The stock market is showing surprising resilience. The gains yesterday occurred despite continued worrisome news out of Europe, and S&P futures suggest only a slightly lower open today.
Italian and Spanish bond yields have eased a bit, but nothing to get excited about. The Spanish 10-year yield is at 6.68%. That is down from a high of 6.78% yesterday, but still up sharply from 6.18% on Friday. The Italian 10-year is at 6.12%, down from a spike to 6.29% yesterday. The bond vigilantes are keeping the pressure on both countries.
These rates matter. Italy is running a fiscal surplus, except for a heavy interest rate burden. Higher rates compound fast and the inability to adequately obtain financing is a major impetus for bailouts.
European stock exchanges are fractionally lower except for Spain's, which is up 1%.
US May retail sales fell 0.2%. That was about in line with expectations, but April was revised to -0.2% from +0.1%. Two straight months of declining retail sales is not what recoveries are supposed to be about. Excluding autos May sales were -0.4% after -0.3% in April. The weakness isn't a temporary fluctuation in auto sales.
May core PPI was up 0.2% and sharply lower energy costs pulled the overall PPI to a -1.0%. Lower gas prices are likely to lead to a decline in May CPI when reported tomorrow. Core rates of inflation are running at 1% to 2% and are not a concern.

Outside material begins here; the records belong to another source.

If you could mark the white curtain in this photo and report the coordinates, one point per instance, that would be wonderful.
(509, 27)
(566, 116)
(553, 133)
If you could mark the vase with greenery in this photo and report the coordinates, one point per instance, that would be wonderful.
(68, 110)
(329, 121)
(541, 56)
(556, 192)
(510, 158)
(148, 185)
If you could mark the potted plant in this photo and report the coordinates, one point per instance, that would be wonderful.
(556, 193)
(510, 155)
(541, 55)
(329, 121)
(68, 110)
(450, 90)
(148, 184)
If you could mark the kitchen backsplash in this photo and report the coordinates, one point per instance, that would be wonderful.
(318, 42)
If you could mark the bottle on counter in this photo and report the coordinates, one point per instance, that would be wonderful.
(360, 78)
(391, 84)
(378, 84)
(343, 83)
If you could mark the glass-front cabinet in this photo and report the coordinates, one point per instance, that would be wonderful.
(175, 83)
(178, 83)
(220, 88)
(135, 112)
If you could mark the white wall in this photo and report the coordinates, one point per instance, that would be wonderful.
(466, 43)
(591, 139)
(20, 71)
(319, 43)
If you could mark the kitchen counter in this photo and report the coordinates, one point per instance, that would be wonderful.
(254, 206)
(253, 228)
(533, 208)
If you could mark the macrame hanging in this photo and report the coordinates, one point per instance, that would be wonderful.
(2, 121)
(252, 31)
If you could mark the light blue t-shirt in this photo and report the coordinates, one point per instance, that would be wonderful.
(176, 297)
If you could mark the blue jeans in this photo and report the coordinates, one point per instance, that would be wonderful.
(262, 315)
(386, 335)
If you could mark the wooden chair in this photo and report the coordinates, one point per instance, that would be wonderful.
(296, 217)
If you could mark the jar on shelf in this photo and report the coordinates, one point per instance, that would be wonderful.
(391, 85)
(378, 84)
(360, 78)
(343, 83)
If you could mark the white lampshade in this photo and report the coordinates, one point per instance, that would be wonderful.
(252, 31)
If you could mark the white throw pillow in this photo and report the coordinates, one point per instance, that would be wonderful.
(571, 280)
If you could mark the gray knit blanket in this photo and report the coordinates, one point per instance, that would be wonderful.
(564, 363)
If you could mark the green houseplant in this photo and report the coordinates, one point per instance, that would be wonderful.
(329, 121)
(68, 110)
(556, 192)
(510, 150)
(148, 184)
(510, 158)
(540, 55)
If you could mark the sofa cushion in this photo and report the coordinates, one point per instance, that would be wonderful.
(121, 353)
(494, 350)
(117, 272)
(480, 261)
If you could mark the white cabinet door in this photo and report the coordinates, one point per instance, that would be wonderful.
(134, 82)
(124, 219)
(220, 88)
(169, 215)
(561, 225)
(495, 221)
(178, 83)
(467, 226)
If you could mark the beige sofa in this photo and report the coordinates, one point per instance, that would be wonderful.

Second quarter earnings results will start coming out in about three weeks. Estimates have been coming down and the consensus for aggregate S&P 500 companies is now about 4%. That is not particularly inspiring but not bad given current valuations. The concern will be whether growth will continue in the second half of the year. Second quarter real GDP estimates are also coming down, towards 1%. That isn't inspiring either - with no silver lining whatsoever.